The kernel maintainer gap

By Jake Edge
October 30, 2013

Wolfram Sang is worried that the number of kernel maintainers is not scaling with the number of patches flowing into the mainline. He has collected some statistics to quantify the problem and he reported those findings at the 2013 Embedded Linux Conference Europe. There is not an imminent collapse in the cards, according to his data, but he does show that the problem is already present and he forecasts that it will only get worse.

Sang's slides [PDF] had numerous graphs (some of which are reproduced here). The first simply showed the number of patches that went into each kernel from 3.0 to 3.10. As one would guess, the trend is an increase in the number of patches. Companies are working more with the upstream kernel than they have in the past, he said, which is great, but leads to more patches.

There are also, unsurprisingly, more contributors. Using the tags in Git commits, Sang counted the number of authors and contrasted that with the number of "reviewers" (using the "Committer" tag) in his second graph. Over the 3.0–3.10 period, the number of authors rose by around 200, which is, coincidentally, roughly the (largely static) number of reviewers. That means that the gap between authors and reviewers is getting larger over time, which is a basic outline of the scaling problem, he said. If we want to maintain Linux with the quality we have come to expect, it is a problem we need to pay attention to.

His statistics are based on accepted patches and don't include superseded patches or bogus patches that might require a lengthy explanation to the author. There is also a fair amount of education that maintainers often do for new developers. All of that takes additional time beyond what a raw number patches will show, he said. While his graphs start at 3.0, he does not want to give the impression that the maintainer workload was in a good state at that time, "it was challenging already" and it is getting worse.

Trond Myklebust gave the best definition of a maintainer that Sang knows of. According to that definition, the job is made of five separate roles: software architect, software developer, patch reviewer, patch committer, and software maintainer. It is not easy to rip out any of those tasks to distribute them to other people. The "number one rule is to get more maintainers who like to do all of these jobs at once".

The right maintainer will enjoy all of those jobs, which makes good candidates fairly rare.
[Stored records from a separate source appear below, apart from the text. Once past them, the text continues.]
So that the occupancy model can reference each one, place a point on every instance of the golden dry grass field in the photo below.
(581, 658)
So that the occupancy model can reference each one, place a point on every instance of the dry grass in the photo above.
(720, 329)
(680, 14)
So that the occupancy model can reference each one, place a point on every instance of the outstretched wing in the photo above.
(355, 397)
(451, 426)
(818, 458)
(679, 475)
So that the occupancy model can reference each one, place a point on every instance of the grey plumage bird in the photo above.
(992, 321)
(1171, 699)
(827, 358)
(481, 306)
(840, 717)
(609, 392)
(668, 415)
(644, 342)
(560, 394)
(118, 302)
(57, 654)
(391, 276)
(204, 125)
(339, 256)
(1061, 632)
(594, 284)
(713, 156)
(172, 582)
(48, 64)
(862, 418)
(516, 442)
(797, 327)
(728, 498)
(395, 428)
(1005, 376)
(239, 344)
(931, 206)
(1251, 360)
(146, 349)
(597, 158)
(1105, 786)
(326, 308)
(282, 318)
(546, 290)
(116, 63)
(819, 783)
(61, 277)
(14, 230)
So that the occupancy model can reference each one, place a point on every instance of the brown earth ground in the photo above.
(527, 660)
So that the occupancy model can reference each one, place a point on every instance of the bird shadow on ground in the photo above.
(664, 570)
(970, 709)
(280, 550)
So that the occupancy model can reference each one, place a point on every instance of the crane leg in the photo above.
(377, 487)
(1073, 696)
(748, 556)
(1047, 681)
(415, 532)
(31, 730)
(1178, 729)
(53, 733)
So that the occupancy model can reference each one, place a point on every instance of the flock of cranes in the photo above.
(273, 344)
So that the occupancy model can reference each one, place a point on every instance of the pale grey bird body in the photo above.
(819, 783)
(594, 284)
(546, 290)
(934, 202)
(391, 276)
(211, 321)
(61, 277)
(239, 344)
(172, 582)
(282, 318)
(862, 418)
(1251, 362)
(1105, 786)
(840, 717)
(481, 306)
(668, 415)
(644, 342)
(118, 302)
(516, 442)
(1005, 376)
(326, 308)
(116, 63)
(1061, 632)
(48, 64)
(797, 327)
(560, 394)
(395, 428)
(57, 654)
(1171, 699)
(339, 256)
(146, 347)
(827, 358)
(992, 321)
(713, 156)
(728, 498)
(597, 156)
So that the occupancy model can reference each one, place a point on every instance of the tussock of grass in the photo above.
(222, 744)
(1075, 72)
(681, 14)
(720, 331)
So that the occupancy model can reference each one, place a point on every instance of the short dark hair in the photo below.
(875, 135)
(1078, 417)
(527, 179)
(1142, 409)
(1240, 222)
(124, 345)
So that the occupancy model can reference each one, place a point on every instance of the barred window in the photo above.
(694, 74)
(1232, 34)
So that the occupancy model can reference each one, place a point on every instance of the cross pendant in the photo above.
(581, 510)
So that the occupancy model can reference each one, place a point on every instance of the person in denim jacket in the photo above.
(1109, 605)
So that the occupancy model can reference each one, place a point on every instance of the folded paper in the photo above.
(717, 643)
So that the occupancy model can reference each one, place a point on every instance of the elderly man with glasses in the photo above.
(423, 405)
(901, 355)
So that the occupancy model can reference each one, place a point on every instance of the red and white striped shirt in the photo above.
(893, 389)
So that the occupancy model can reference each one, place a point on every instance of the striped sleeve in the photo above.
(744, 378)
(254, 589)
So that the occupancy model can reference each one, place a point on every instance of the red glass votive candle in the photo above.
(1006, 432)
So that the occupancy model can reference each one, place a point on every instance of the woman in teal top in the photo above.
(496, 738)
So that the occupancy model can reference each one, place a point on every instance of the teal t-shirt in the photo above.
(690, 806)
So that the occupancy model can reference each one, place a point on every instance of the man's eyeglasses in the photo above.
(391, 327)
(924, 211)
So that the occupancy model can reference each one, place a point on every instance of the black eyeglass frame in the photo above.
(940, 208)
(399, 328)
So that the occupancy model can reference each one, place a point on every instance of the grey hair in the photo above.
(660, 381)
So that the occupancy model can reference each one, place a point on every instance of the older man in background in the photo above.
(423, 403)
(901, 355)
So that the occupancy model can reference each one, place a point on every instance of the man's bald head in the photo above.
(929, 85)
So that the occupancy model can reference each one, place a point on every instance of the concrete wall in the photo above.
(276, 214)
Sang suggested that developers remember that maintainers have all those roles when interacting with them. He doesn't mean that developers should obey maintainers all the time, he said, but they should keep in mind that the maintainer may be wearing their architect hat so they may be looking beyond the direct problem the developer is trying to solve.

The "Reviewed-By" and "Tested-By" tags are quite helpful to him as a maintainer because they indicate that the patch is useful to others beyond just its author. That led him to look at the stats for those tags. He plotted the number of reviewers and testers who were not also committers to try to gauge that pool. That graph appears above at right, and shows that there are around 200 reviewers and 200 testers for each kernel cycle as well. The trend is much like that of maintainers, so there is still an increasing gap. The reviewers and testers "are doing great work", but more of them are needed as well.

Using a diagram of the different pieces in a typical ARM system on chip (SoC), Sang showed that there are many different subsystems that go into a kernel for a particular SoC. He wanted to look at those subsystems to see how well they are functioning in terms of how quickly patches are being merged. He also wanted to compare the i2c subsystem that he maintains to see how it measured up.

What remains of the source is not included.